After overcoming his cocaine addiction, Bosnich returned to football in 2008 when he played for the Central Coast Mariners in Gosford, Australia.

Abel Xavier (Middlesbrough) – 12 months

Portugal defender Abel Xavier was given an 18-month ban by UEFA in November 2006 after testing positive for an anabolic steroid following a game in the UEFA Cup for Middlesbrough.

The punishment was reduced in the summer of 2006 by the Court of Arbitration for Sport, after claiming that the substance came from anti-virus medicine that he had imported from the USA.

Middlesbrough stuck by Xavier through the incident, and he resumed playing for the north-east club the following season.

Joey Barton (Burnley) – 13 months

The reduction in Abel Xavier’s punishment means that the longest single punishment for a player in the Premier League era was handed to Joey Barton.

Barton was banned for 12 games after elbowing Carlos Tevez in the head during QPR’s final-day decider against Manchester City in 2012, and while he was sent off, the volatile character then kicked Sergio Aguero in the back of the leg, attempted to headbutt Vincent Kompany and had to be held back from squaring up to Mario Balotelli as he walked off the pitch.

Barton was suspended for 12 games as a result of his actions at the Etihad that day, and fined £75,000 by the FA, as well as six-weeks wages by QPR.

In April 2017, Barton, who was now playing for Burnley, was suspended for 18 months for placing bets on 1,260 matches between March 2006 and May 2013.

After being released by the Clarets, the midfielder had his suspension reduced on appeal by five months, although the 13-month ban remains the longest single punishment served by a player.

And in the pre-Premier League era, spare a thought for Manchester United’s Enoch West.

The centre-forward was part of a match-fixing scam in 1915 between the Red Devils and Liverpool.
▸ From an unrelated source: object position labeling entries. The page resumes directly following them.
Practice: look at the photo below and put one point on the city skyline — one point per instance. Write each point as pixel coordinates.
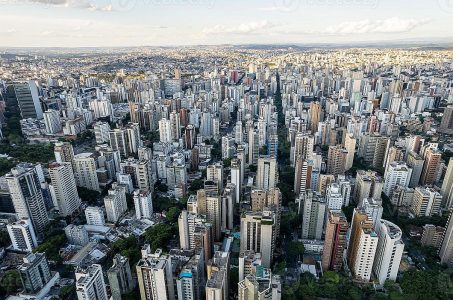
(118, 23)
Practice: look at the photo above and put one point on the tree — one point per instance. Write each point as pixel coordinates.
(11, 282)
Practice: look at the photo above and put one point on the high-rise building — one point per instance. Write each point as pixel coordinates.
(218, 268)
(22, 235)
(397, 174)
(263, 285)
(236, 177)
(143, 203)
(115, 202)
(126, 140)
(312, 207)
(315, 115)
(27, 97)
(195, 232)
(95, 216)
(210, 206)
(388, 252)
(120, 277)
(303, 176)
(76, 235)
(334, 196)
(26, 194)
(432, 236)
(90, 283)
(336, 160)
(362, 245)
(52, 121)
(63, 188)
(155, 276)
(446, 250)
(34, 272)
(349, 145)
(415, 162)
(101, 132)
(140, 172)
(254, 147)
(368, 185)
(249, 263)
(446, 125)
(215, 173)
(303, 148)
(258, 234)
(85, 171)
(447, 187)
(175, 126)
(190, 282)
(64, 152)
(267, 174)
(426, 203)
(431, 166)
(335, 240)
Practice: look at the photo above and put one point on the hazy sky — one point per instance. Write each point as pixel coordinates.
(71, 23)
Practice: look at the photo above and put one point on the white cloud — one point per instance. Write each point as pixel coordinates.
(275, 8)
(390, 25)
(79, 4)
(245, 28)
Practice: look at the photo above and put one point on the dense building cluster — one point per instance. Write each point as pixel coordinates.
(223, 173)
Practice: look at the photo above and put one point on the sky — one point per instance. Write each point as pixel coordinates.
(121, 23)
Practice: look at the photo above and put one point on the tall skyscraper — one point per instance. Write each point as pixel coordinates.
(34, 272)
(27, 97)
(143, 204)
(64, 152)
(388, 252)
(63, 188)
(155, 276)
(303, 147)
(397, 174)
(85, 171)
(95, 216)
(267, 175)
(368, 185)
(25, 189)
(349, 145)
(336, 160)
(312, 207)
(446, 125)
(335, 241)
(415, 162)
(22, 235)
(90, 283)
(120, 277)
(446, 250)
(427, 202)
(362, 245)
(433, 158)
(258, 234)
(115, 202)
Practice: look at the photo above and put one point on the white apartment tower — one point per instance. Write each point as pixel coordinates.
(85, 171)
(22, 235)
(389, 252)
(90, 283)
(25, 189)
(63, 188)
(267, 175)
(143, 204)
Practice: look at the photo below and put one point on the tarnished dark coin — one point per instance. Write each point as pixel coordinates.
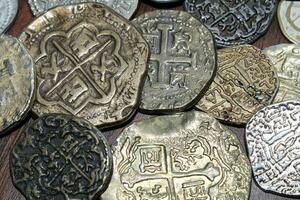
(182, 61)
(188, 156)
(246, 81)
(61, 157)
(234, 22)
(273, 140)
(90, 63)
(17, 82)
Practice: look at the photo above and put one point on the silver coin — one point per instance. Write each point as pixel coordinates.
(126, 8)
(9, 9)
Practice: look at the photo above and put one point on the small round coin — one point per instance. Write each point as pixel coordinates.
(61, 157)
(17, 82)
(126, 8)
(246, 81)
(286, 59)
(90, 63)
(234, 22)
(273, 140)
(182, 61)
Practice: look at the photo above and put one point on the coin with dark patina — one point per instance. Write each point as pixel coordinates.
(273, 140)
(17, 82)
(90, 63)
(234, 22)
(246, 81)
(61, 157)
(187, 156)
(182, 61)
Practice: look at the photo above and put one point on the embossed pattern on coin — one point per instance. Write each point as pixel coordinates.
(182, 61)
(184, 156)
(273, 140)
(234, 22)
(17, 82)
(90, 63)
(289, 19)
(9, 9)
(126, 8)
(61, 157)
(246, 81)
(286, 59)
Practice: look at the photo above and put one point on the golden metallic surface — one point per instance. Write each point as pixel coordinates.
(90, 62)
(187, 156)
(288, 13)
(286, 59)
(246, 81)
(17, 82)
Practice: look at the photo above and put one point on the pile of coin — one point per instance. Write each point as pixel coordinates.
(82, 66)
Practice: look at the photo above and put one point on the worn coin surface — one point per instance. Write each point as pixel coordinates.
(184, 156)
(126, 8)
(286, 59)
(246, 81)
(234, 22)
(90, 63)
(289, 19)
(61, 157)
(9, 10)
(182, 61)
(273, 140)
(17, 82)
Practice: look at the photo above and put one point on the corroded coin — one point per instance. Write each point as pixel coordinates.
(90, 63)
(61, 157)
(187, 156)
(17, 82)
(126, 8)
(182, 60)
(273, 140)
(286, 59)
(289, 19)
(234, 22)
(246, 81)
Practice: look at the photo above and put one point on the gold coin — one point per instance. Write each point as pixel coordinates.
(286, 59)
(184, 156)
(246, 81)
(289, 19)
(90, 63)
(17, 82)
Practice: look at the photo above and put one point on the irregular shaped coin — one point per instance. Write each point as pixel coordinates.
(234, 22)
(246, 81)
(273, 140)
(90, 63)
(182, 61)
(61, 157)
(184, 156)
(289, 19)
(17, 82)
(126, 8)
(286, 59)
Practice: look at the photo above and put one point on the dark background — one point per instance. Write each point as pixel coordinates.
(9, 192)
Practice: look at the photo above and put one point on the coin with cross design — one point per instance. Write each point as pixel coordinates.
(90, 63)
(182, 61)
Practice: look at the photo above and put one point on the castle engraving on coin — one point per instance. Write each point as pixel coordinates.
(273, 141)
(17, 82)
(184, 157)
(182, 61)
(234, 22)
(61, 157)
(246, 81)
(84, 67)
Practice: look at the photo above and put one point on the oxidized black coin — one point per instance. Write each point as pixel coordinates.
(234, 22)
(61, 157)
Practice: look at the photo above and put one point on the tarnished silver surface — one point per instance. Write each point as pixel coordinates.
(126, 8)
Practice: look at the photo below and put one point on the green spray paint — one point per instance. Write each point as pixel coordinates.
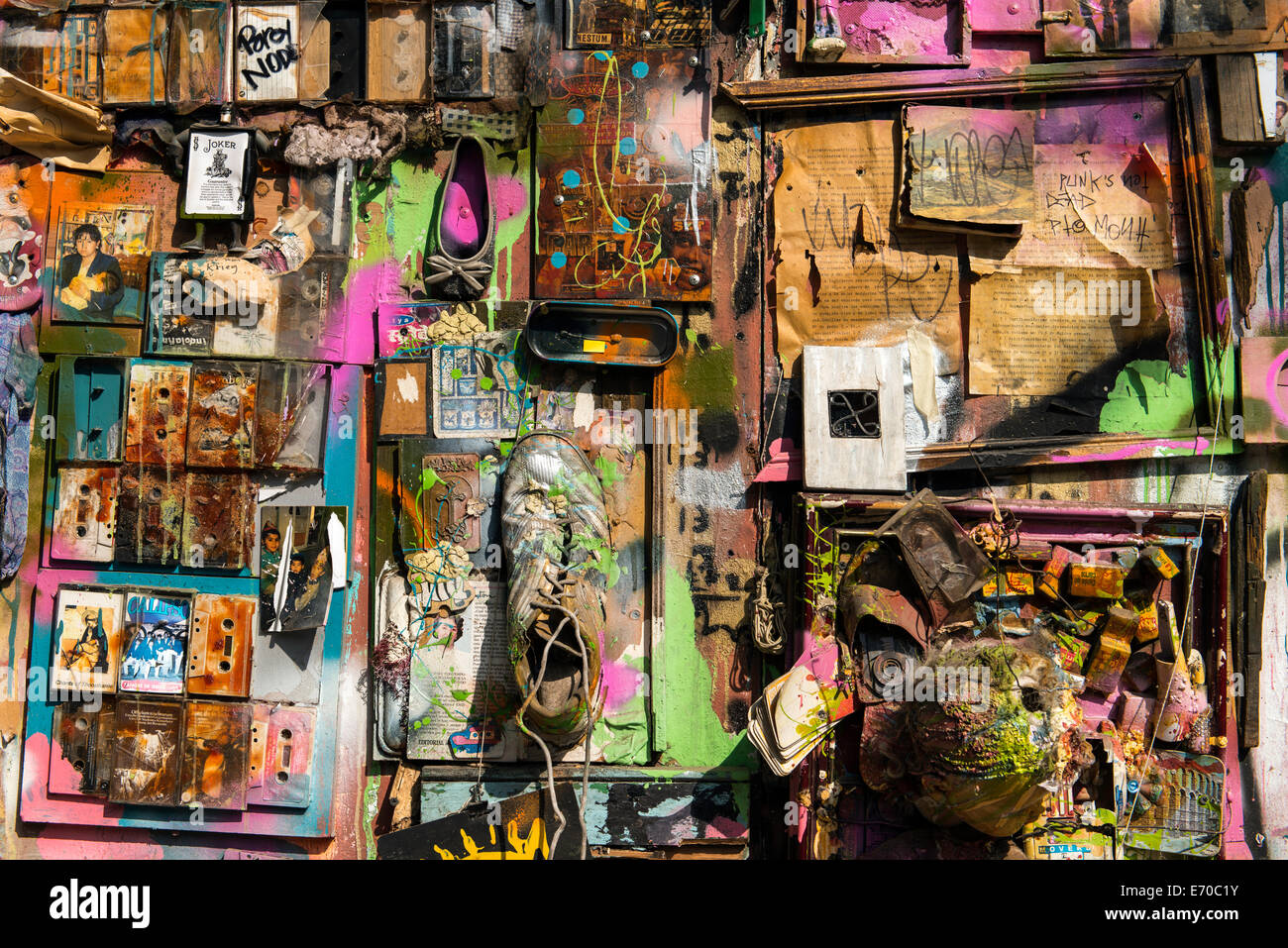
(1147, 397)
(688, 732)
(708, 378)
West was banned for life by The FA, alongside several Liverpool players.

But while the Reds’ players had their punishments quashed after the First World War, West’s life-long banishment from football remained.

It was eventually lifted in 1945, but at the age of 59, he played no further role in football. But the 30-year ban will probably forever be the longest ban in English top-flight history.